The concept of a switched reluctance motor (SRM) has been around for 180 years, but until recently it has only occasionally been used in industrial applications because of the complex circuitry required to control it. Over the last decade or so, high-powered microcontroller integrated circuits and computationally intensive control strategies have made SRMs more viable. A remaining challenge is the tendency of the SRM to emit considerable noise during its operation. This noise is unacceptable in applications such as luxury passenger cars, tactical vehicles and other machines in harsh environments.

Leveraging the ANSYS Startup Program, Continuous Solutions engineers address these challenges by producing virtual prototypes of prospective SRM designs in ANSYS Maxwell electromagnetic field simulation software. They model their control algorithm in Simplorer, Maxwell’s system simulation feature, and tune the algorithm to cancel out torque ripple, which substantially reduces the overall motor noise and vibration.


circuit and SRM

Asymmetric bridge converter circuit diagram (top) and resulting SRM waveforms


The SRM operates based on magnetic flux. Magnetic fields are analogous to electrical current and prefer to travel in the path of least magnetic resistance or flux. This explains why low-reluctance materials such as iron and steel have a strong tendency to align to a magnetic field. The SRM uses phased windings on its stator, and its rotor is made of a low-reluctance material with alternating zones of high and low reluctance. When power is applied to the stator windings, the rotor’s magnetic reluctance generates a force that attempts to align the rotor pole — the low-reluctance peak — with the nearest stator pole. The SRM maintains rotation by switching the stator windings successively on and off so that the magnetic field of the stator causes the rotor to rotate.

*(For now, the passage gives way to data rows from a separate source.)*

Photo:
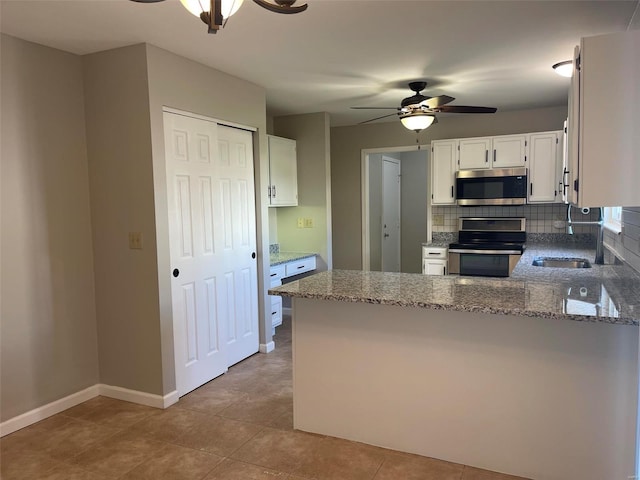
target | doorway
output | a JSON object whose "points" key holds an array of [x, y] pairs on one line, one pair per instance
{"points": [[413, 207]]}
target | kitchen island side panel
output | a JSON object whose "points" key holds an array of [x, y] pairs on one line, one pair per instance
{"points": [[539, 398]]}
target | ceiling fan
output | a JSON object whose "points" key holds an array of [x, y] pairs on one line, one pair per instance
{"points": [[417, 112], [215, 13]]}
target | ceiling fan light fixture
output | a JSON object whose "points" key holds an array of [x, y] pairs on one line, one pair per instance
{"points": [[196, 7], [564, 69], [417, 121]]}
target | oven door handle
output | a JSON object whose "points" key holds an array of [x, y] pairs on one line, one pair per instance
{"points": [[487, 252]]}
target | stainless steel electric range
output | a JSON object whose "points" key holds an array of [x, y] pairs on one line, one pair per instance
{"points": [[488, 247]]}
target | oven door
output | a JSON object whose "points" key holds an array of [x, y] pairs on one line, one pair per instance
{"points": [[484, 263]]}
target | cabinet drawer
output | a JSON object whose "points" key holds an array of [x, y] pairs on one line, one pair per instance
{"points": [[434, 252], [276, 311], [300, 266], [434, 267], [277, 272]]}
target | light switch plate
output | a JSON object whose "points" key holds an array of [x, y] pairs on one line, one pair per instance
{"points": [[135, 240]]}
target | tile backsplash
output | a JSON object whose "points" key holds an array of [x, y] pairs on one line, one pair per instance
{"points": [[540, 218]]}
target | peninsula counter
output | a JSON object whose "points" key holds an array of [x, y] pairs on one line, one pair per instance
{"points": [[508, 375]]}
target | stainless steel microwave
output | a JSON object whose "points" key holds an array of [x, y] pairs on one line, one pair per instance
{"points": [[497, 186]]}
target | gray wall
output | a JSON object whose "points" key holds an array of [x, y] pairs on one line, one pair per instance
{"points": [[48, 326], [347, 143], [627, 244], [311, 133], [126, 90], [180, 83], [414, 208], [121, 184]]}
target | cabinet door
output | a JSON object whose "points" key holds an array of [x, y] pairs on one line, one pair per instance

The rotor can be made from a solid block of steel or built up from thin steel stampings with notches for the magnetic poles. The elimination of permanent magnets and windings on the rotor makes the SRM considerably less expensive to produce than conventional permanent magnet electric motors. The rotor carries no current, so there is no need for a commutator and armature coils as in a DC motor, nor for a cast-metal squirrel cage as in an induction motor. Furthermore, the elimination of permanent magnets and rotor windings enables the SRM to operate at higher ambient temperatures — a valuable attribute in vehicle traction motors.

SRM model
Model of SRM geometry in ANSYS Maxwell
magnetic flux simulation
Magnetic flux plotted by ANSYS Maxwell on a cross section of rotor


One of the greatest challenges in designing SRMs is that the inductance of each phase is proportional to the degree of alignment with the rotor poles. Excessive vibration and acoustic noise are generated due to structural deformation and magnetic torque harmonics resulting from the stator–rotor interaction. Adding to this issue is the relative acute change in inductance as a function of rotor position and nonlinear control.

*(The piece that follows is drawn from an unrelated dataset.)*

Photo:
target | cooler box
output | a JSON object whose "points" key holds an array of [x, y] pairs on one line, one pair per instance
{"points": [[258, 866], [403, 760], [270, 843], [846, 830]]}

These interactions manifest as changes in torque known as torque ripple. Torque ripple can also be caused by mechanical issues such as imbalances in the rotor or stator. The result is vibrations that generate noise and can reduce the life of the motor.

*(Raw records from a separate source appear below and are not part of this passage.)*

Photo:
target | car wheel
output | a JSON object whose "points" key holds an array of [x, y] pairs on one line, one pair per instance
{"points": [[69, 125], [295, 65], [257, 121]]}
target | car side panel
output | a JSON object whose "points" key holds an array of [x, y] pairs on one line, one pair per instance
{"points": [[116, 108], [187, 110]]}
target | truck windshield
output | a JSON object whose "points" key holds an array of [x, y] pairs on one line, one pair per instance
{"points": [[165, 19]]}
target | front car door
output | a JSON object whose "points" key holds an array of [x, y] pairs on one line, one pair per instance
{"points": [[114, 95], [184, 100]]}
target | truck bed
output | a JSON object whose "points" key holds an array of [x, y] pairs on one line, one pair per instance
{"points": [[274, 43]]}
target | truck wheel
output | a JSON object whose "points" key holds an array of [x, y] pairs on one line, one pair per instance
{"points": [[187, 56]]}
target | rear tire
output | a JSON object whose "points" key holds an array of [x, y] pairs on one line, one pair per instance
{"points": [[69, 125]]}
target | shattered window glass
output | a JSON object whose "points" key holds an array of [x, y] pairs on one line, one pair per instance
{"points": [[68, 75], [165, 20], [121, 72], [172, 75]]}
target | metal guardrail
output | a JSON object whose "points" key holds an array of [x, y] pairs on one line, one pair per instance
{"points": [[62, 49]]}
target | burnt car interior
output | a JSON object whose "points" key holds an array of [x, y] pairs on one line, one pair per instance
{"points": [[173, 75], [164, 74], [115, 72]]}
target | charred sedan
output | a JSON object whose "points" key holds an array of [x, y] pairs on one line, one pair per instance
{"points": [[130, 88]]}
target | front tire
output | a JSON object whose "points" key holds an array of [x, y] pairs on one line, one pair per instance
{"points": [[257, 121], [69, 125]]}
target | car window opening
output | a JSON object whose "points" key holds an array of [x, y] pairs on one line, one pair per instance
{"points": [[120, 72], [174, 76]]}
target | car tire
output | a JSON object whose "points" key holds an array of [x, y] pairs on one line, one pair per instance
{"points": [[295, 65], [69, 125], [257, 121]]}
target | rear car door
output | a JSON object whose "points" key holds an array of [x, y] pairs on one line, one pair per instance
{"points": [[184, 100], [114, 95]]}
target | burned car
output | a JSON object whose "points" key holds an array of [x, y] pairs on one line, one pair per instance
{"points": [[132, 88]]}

In designing a new traction drive motor, Continuous Solutions’ goal is to create a motor and drive that are less expensive and that can operate at higher temperatures than conventional permanent magnet motors while meeting efficiency, power density and noise targets equal to permanent magnet motors. Continuous Solutions engineers began by utilizing an in-house custom multi-objective 3D magnetic equivalent circuit (MEC) optimization program to speed the process of exploring the design space and identifying promising designs for further investigation. This program uses a genetic algorithm to explore various design parameters such as stator tooth height, excitation current and number of pole pairs, while iterating toward improvements in design objectives such as higher efficiency and lower mass.

flux linkage
ANSYS Maxwell results show flux linkage as a function of rotor position at various loads.
torque vs. rotor position
ANSYS Maxwell results show torque as a function of rotor position at various loads.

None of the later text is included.